Pertama, Jokowi menekankan bahwa negara-negara di dunia harus memberikan harapan bahwa pandemi COVID-19 akan bisa tertangani dengan cepat, adil, dan merata. Ia menilai kemampuan dan kecepatan antarnegara dalam menangani pandemi CIVID-19, termasuk vaksinasi, sangat timpang.

Dalam penanganan pandemi, seluruh negara menerapkan slogan "no one is safe until everyone is".

Baca Juga:

Jokowi Diminta Temui Ombudsman dan Komnas HAM Bahas Polemik TWK

"Politisasi dan diskriminasi terhadap vaksin masih terjadi. Hal-hal ini harus bisa kita selesaikan dengan langkah-langkah nyata," ujar Jokowi yang berpidato dari Istana Kepresidenan Bogor, Jawa Barat, Kamis (23/9).
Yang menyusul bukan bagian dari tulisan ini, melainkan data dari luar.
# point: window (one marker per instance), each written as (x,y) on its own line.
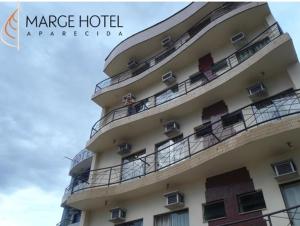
(214,210)
(170,151)
(141,69)
(164,54)
(166,95)
(132,223)
(231,119)
(203,130)
(244,54)
(133,165)
(265,110)
(76,217)
(179,218)
(219,66)
(138,107)
(251,201)
(197,78)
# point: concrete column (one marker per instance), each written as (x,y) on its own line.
(84,218)
(294,73)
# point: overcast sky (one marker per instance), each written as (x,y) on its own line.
(46,112)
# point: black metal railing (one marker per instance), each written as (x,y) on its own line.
(65,222)
(209,134)
(285,217)
(195,81)
(81,156)
(147,63)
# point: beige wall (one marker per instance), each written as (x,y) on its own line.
(148,206)
(274,84)
(218,51)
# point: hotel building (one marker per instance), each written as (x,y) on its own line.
(200,125)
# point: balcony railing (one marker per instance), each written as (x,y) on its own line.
(81,156)
(148,63)
(68,222)
(195,81)
(286,217)
(209,134)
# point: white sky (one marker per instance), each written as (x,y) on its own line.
(46,112)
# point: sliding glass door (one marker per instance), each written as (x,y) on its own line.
(179,218)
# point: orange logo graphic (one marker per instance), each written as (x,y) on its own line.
(10,32)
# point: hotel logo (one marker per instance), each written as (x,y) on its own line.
(10,31)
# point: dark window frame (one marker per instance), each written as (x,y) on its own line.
(213,203)
(172,212)
(232,118)
(203,130)
(250,193)
(131,155)
(197,77)
(131,222)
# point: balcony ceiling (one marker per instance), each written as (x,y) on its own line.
(271,60)
(247,22)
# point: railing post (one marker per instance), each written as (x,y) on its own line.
(270,220)
(113,117)
(244,122)
(109,176)
(189,147)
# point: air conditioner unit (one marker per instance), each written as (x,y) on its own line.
(238,38)
(132,63)
(117,215)
(257,90)
(174,200)
(171,128)
(167,41)
(124,148)
(285,170)
(168,78)
(128,99)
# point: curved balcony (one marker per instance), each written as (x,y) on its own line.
(184,38)
(81,161)
(274,108)
(200,79)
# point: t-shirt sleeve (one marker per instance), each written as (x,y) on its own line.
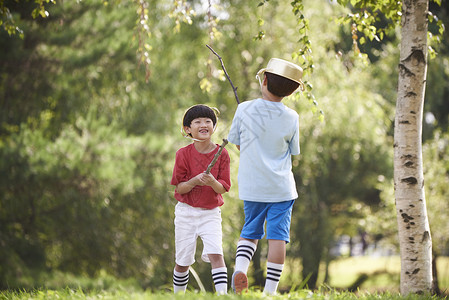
(234,132)
(294,142)
(224,173)
(180,169)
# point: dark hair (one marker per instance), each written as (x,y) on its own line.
(198,111)
(280,86)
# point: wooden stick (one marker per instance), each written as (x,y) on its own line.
(226,73)
(212,163)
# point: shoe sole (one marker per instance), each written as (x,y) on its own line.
(240,283)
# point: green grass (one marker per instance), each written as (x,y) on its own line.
(383,283)
(302,294)
(383,272)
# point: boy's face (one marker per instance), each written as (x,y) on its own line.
(200,128)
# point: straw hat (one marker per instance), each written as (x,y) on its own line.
(285,69)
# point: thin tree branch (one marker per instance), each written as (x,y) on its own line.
(226,73)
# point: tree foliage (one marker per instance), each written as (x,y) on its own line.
(91,100)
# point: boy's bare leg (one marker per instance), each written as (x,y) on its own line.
(180,278)
(219,273)
(275,264)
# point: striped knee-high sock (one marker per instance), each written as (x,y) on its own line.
(220,277)
(180,281)
(244,254)
(274,272)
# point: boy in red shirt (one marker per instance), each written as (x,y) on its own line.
(199,196)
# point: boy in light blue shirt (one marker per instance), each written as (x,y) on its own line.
(267,134)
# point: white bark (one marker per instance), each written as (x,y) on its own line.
(413,226)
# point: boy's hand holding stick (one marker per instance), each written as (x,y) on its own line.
(212,163)
(225,141)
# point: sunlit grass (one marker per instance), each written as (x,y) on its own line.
(301,294)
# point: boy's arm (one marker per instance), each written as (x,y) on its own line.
(187,186)
(210,180)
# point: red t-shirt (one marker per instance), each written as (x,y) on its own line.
(189,163)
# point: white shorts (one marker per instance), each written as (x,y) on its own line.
(191,223)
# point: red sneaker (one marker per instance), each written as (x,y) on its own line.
(239,282)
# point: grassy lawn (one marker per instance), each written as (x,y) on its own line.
(382,283)
(384,272)
(106,295)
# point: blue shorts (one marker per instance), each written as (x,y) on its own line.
(277,215)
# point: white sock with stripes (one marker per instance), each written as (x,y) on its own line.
(180,281)
(273,275)
(220,278)
(243,256)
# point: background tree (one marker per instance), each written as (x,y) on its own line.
(87,139)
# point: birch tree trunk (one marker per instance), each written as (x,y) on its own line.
(413,226)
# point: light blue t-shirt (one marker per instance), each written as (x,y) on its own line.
(268,135)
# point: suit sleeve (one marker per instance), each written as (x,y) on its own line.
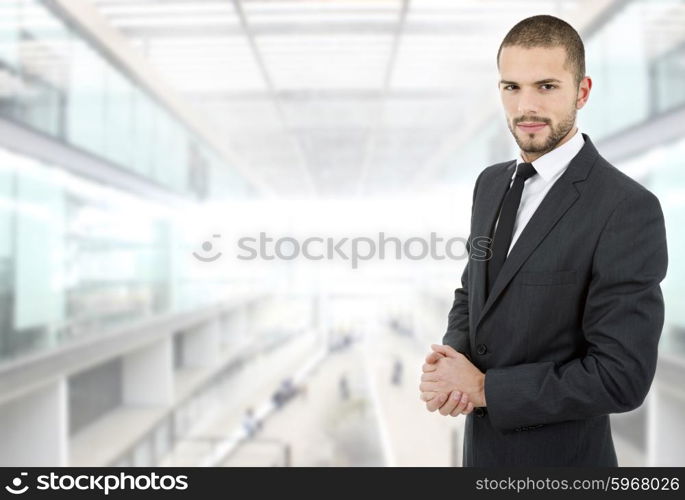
(622,322)
(457,334)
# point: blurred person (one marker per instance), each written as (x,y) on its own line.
(397,367)
(344,387)
(557,321)
(250,423)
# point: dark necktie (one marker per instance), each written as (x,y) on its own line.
(505,225)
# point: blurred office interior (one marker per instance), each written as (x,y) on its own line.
(140,140)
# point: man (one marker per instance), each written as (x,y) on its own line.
(557,324)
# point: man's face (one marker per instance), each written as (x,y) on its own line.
(540,97)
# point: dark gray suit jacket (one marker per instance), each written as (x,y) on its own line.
(570,331)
Di masa depan, Jokowi meminta seluruh negara untuk menata ulang arsitektur sistem ketahanan kesehatan global. Diperlukan mekanisme baru untuk penggalangan sumber daya kesehatan global, baik pendanaan, vaksin, obat-obatan, alat-alat kesehatan, dan tenaga kesehatan secara cepat dan merata ke seluruh negara.

"Diperlukan standarisasi protokol kesehatan global dalam hal aktivitas lintas batas negara, misalnya perihal kriteria vaksinasi, hasil tes, maupun status kesehatan lainnya," jelas Jokowi.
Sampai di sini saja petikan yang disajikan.